Paper No. 13-2
Presentation Time: 9:30 AM
MOHO TEMPERATURE AND COMPOSITIONAL CONTROLS ON LITHOSPHERIC BENDING STRENGTH IN THE WESTERN UNITED STATES
SCHUTT, Derek L., Department of Geosciences, Colorado State University, Fort Collins, CO 80521, LOWRY, Anthony R., Dept. of Geology, Utah State University, 4505 Old Main Hill, Logan, UT 84322-4505 and BUEHLER, Janine S., Scripps Institution of Oceanography, University of California, San Diego, 9500 Gilman Drive, San Diego, CA 92093, derek.schutt@colostate.edu
We use measurements of mantle P-wave velocity from the Moho refracted phase, Pn [Buehler and Shearer, 2012, 2014], and mineral physics [Schutt and Lesher, 2006, 2010] to estimate temperature in the uppermost few km of the western U.S. mantle. Relative to other approaches to modeling the deep geotherm, or mapping surface wave velocities to temperatures, Pn requires fewer assumptions and provides a less uncertain temperature within a tightly-constrained depth. Moho temperatures are lowest in the high-plains region of Wyoming and western Kansas/Nebraska, while highest temperatures are observed under recent (<10 Ma) volcanic provinces where they generally exceed 850C. Moho temperatures east of the Laramide deformation front are also quite hot—~850C, but crustal thicknesses here are 10-20 km thicker than in the Basin and Range, so these temperatures are not surprising.

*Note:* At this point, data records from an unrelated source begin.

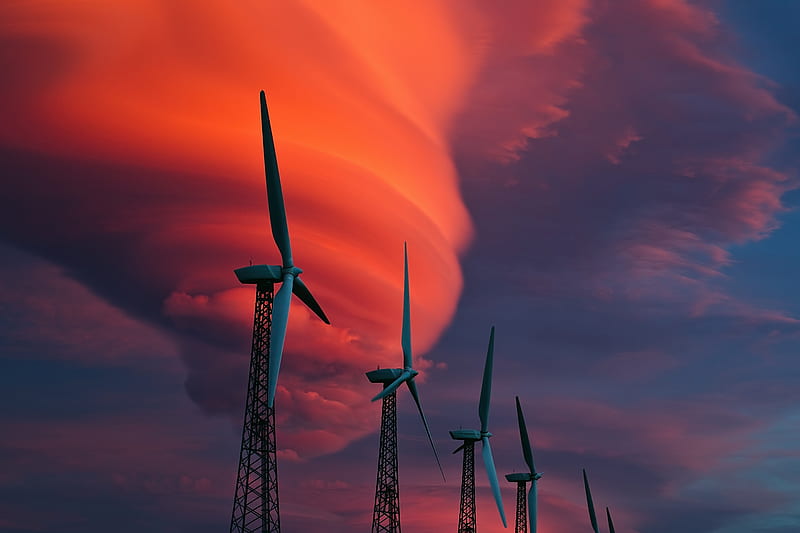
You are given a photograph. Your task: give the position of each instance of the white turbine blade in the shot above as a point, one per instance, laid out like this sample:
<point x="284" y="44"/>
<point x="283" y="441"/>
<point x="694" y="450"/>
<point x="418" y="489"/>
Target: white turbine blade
<point x="280" y="319"/>
<point x="412" y="386"/>
<point x="610" y="522"/>
<point x="405" y="338"/>
<point x="277" y="210"/>
<point x="393" y="387"/>
<point x="486" y="386"/>
<point x="491" y="471"/>
<point x="590" y="503"/>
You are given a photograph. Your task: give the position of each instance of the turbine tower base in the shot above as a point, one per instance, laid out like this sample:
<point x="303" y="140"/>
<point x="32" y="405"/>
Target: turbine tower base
<point x="255" y="502"/>
<point x="522" y="509"/>
<point x="386" y="513"/>
<point x="466" y="511"/>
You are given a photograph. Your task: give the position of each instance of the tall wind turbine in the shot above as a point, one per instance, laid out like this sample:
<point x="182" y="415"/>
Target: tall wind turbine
<point x="522" y="478"/>
<point x="466" y="513"/>
<point x="590" y="503"/>
<point x="386" y="513"/>
<point x="255" y="501"/>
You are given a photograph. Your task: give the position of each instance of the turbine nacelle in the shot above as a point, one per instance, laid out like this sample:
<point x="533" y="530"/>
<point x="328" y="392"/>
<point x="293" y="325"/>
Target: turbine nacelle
<point x="292" y="271"/>
<point x="259" y="273"/>
<point x="523" y="476"/>
<point x="466" y="434"/>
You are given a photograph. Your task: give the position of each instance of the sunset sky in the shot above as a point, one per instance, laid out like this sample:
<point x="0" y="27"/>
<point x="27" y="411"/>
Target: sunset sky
<point x="613" y="184"/>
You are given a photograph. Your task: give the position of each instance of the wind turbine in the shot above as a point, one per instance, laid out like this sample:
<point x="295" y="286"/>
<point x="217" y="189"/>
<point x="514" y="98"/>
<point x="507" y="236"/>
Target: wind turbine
<point x="610" y="522"/>
<point x="386" y="513"/>
<point x="466" y="513"/>
<point x="589" y="503"/>
<point x="522" y="478"/>
<point x="255" y="502"/>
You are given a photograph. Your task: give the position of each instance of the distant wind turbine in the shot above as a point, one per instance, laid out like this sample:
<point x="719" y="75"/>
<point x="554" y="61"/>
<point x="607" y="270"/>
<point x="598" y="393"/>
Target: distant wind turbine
<point x="466" y="514"/>
<point x="521" y="479"/>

Using a range of estimates of crustal heat production values, surface heatflow measurements are extrapolated to depth under the assumption of steady-state conduction, and with the constraint that Pn velocity observations are fit. Preliminary results are very encouraging, and also provide an indication of where Pn velocities are modulated by composition rather than temperature or where the assumption of steady-state heat flow is invalid.
These geotherms are used to predict lithospheric bending strength parameterized as effective elastic thickness, Te, for various assumed rheologies. The model predictions are compared to measurements [Lowry & Pérez-Gussinyé, 2011], to show that a weak, hydrous rheology and/or hydrous partial melt is required to fit observations in the westernmost U.S. The hydrous rheology zone significantly overlaps with the part of North America formed from accreted terranes over the last 300 M.y. To the east of this region, a dryer and stronger rheology is needed to fit the Te observations.